The United States Food and Drug Administration (FDA) defines a rare disease or orphan disease as a disease or state that affects less than 200,000 patients in the US, or that affects no more than five in 10,000 of the general population in the European Union (EU)(1). It is estimated that there over 6,000 different rare diseases identified to date, with around 3/4th of these genetic in origin (1). With genetic as a major etiological factor, rare diseases disproportionately affect children, with 30% of the children with rare diseases unable to survive beyond five years of age (2).

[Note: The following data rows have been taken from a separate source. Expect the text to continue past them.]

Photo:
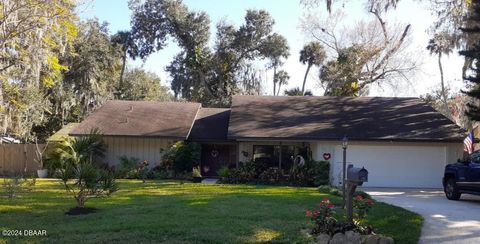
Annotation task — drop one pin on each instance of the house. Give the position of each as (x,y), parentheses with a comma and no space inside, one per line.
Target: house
(403,142)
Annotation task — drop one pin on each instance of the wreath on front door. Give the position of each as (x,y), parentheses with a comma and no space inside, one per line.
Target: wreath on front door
(214,153)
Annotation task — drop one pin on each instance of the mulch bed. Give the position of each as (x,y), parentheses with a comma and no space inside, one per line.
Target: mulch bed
(80,211)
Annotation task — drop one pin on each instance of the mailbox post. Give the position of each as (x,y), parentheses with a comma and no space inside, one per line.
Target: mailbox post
(355,177)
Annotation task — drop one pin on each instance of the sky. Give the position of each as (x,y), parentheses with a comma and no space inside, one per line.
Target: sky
(287,15)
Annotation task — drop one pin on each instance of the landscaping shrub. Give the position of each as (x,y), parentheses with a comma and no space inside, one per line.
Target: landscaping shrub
(245,173)
(362,194)
(182,156)
(323,220)
(313,173)
(223,172)
(270,176)
(83,175)
(330,190)
(13,186)
(127,168)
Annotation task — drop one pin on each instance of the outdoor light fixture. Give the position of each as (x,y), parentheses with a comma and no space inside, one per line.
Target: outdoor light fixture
(344,142)
(344,146)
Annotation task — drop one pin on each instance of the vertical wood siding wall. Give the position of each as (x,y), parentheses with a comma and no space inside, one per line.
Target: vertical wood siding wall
(18,158)
(142,148)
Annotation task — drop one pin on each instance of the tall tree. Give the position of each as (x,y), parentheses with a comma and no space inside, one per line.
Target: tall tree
(33,34)
(94,67)
(376,49)
(281,77)
(441,44)
(201,73)
(124,40)
(276,50)
(311,54)
(139,84)
(297,92)
(472,60)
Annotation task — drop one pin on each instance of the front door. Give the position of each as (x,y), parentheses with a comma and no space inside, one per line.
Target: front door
(216,156)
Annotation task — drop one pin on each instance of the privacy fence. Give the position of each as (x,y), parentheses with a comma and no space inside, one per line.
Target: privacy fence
(19,159)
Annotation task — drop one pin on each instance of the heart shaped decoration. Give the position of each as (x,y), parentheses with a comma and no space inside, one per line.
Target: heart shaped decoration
(214,153)
(327,156)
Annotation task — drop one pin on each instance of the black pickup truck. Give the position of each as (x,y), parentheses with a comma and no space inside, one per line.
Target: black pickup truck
(462,177)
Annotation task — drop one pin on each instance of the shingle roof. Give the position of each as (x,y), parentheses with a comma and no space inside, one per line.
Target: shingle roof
(141,118)
(330,118)
(210,124)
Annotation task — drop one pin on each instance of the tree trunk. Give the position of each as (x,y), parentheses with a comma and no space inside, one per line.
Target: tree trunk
(80,201)
(305,78)
(444,92)
(274,80)
(120,84)
(3,112)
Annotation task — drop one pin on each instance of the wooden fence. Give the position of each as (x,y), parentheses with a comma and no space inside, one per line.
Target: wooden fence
(18,159)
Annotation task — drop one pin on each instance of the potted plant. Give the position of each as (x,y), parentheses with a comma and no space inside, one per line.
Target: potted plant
(42,173)
(196,175)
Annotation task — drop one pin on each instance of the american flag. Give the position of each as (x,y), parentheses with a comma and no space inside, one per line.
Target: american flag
(468,144)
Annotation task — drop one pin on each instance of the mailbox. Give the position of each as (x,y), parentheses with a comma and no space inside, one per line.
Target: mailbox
(358,175)
(355,177)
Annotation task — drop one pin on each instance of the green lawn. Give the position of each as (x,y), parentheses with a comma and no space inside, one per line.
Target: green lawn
(167,211)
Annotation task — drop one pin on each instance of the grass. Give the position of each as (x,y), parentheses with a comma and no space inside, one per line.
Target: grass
(170,212)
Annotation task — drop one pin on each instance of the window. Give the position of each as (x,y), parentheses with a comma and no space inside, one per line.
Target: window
(275,156)
(267,154)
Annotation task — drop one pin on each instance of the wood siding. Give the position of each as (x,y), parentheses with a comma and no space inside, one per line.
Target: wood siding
(142,148)
(18,158)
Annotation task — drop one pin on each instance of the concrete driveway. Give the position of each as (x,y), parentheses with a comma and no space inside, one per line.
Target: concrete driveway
(445,221)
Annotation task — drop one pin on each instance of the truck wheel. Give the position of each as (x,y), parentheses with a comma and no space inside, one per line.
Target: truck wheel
(451,190)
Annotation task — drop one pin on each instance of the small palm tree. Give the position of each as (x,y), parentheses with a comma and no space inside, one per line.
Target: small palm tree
(311,54)
(80,171)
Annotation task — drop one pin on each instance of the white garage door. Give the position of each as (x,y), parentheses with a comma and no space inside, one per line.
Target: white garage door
(396,166)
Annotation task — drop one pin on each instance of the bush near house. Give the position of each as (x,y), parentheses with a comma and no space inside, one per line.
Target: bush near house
(181,157)
(313,173)
(81,170)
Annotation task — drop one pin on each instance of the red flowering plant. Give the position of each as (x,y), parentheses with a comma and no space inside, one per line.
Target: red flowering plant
(322,217)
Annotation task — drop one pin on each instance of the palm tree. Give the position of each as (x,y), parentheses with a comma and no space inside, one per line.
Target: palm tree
(311,54)
(281,77)
(297,92)
(441,44)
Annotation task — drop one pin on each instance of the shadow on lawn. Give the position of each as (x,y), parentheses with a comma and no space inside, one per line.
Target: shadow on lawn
(168,211)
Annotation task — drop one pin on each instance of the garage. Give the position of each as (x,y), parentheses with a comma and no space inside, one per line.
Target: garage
(398,165)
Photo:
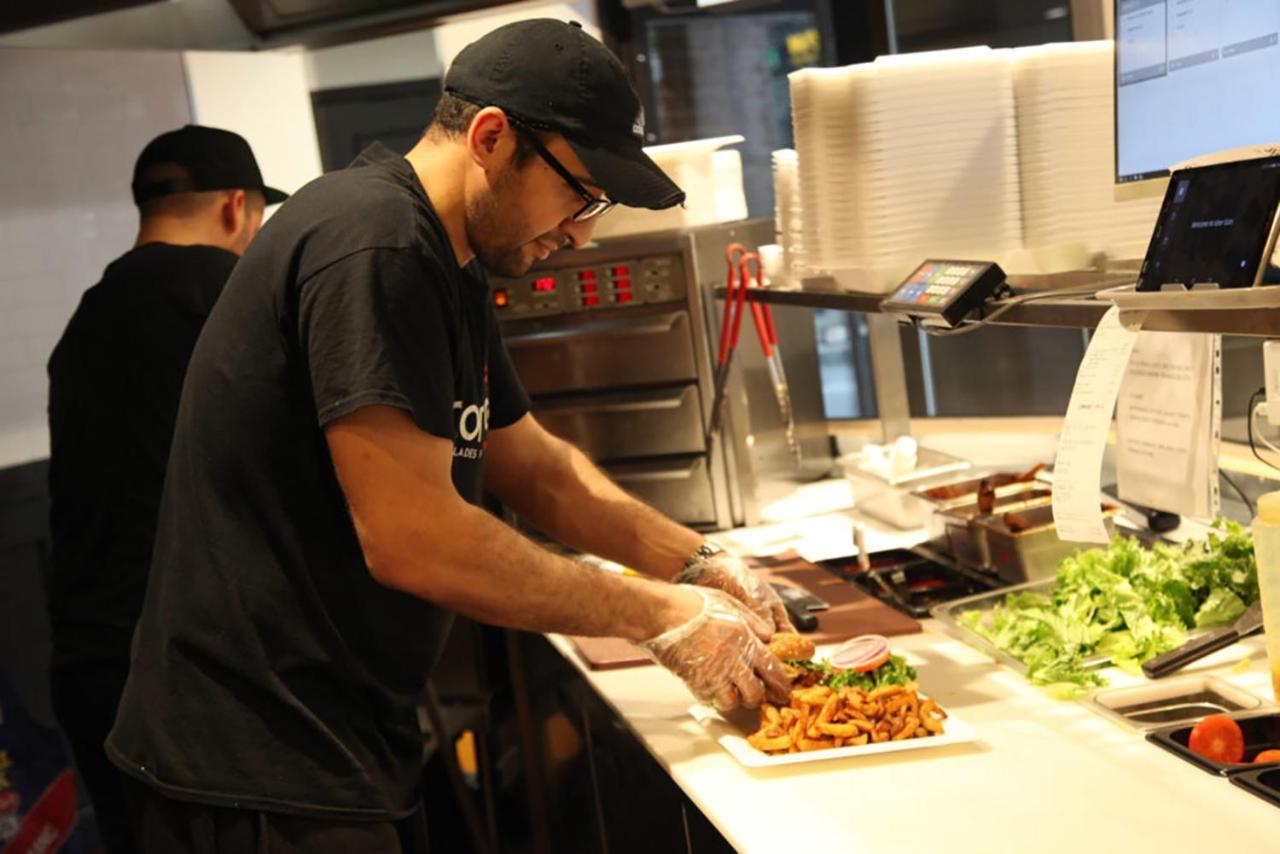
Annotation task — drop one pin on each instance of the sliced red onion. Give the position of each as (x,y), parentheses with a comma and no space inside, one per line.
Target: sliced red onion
(859,651)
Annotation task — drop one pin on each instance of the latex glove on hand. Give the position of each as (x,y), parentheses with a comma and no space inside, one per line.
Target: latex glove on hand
(720,654)
(725,571)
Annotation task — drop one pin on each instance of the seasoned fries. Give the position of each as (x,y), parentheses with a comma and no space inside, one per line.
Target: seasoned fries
(819,717)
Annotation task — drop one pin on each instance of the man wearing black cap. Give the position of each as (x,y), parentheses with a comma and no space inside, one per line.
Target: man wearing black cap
(114,380)
(346,406)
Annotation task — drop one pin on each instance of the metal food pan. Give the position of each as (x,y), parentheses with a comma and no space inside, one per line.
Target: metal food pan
(1173,702)
(949,616)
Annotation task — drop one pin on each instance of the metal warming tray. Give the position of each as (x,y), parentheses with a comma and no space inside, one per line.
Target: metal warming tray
(1018,542)
(949,616)
(1171,702)
(888,498)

There is no doubt that the development and commercialization of rare diseases is an incredibly difficult area for any company. The challenges are numerous and cover many areas, as broad as economics and disease awareness. And as a result, pharmaceutical companies have traditionally been hesitant to foray into this space. To overcome these challenges, the FDA and other regulatory bodies – legislated the Orphan Drug Act in 1983 to provide the much-needed impetus for the development and commercialization of rare diseases.
Continued advocacy by the FDA and patient groups has created a much-needed drive for rare disease drug development. Since 1983, the FDA has approved drugs and biologics for 800+ rare disease indications (3). The growth of rare disease research is further attested by the fact that in 2019 the Center for Drug Evaluation and Research (CDER) approved 44% of pure orphan products (i.e., 21 out of 48 novel drug approvals were pure orphan products) (3).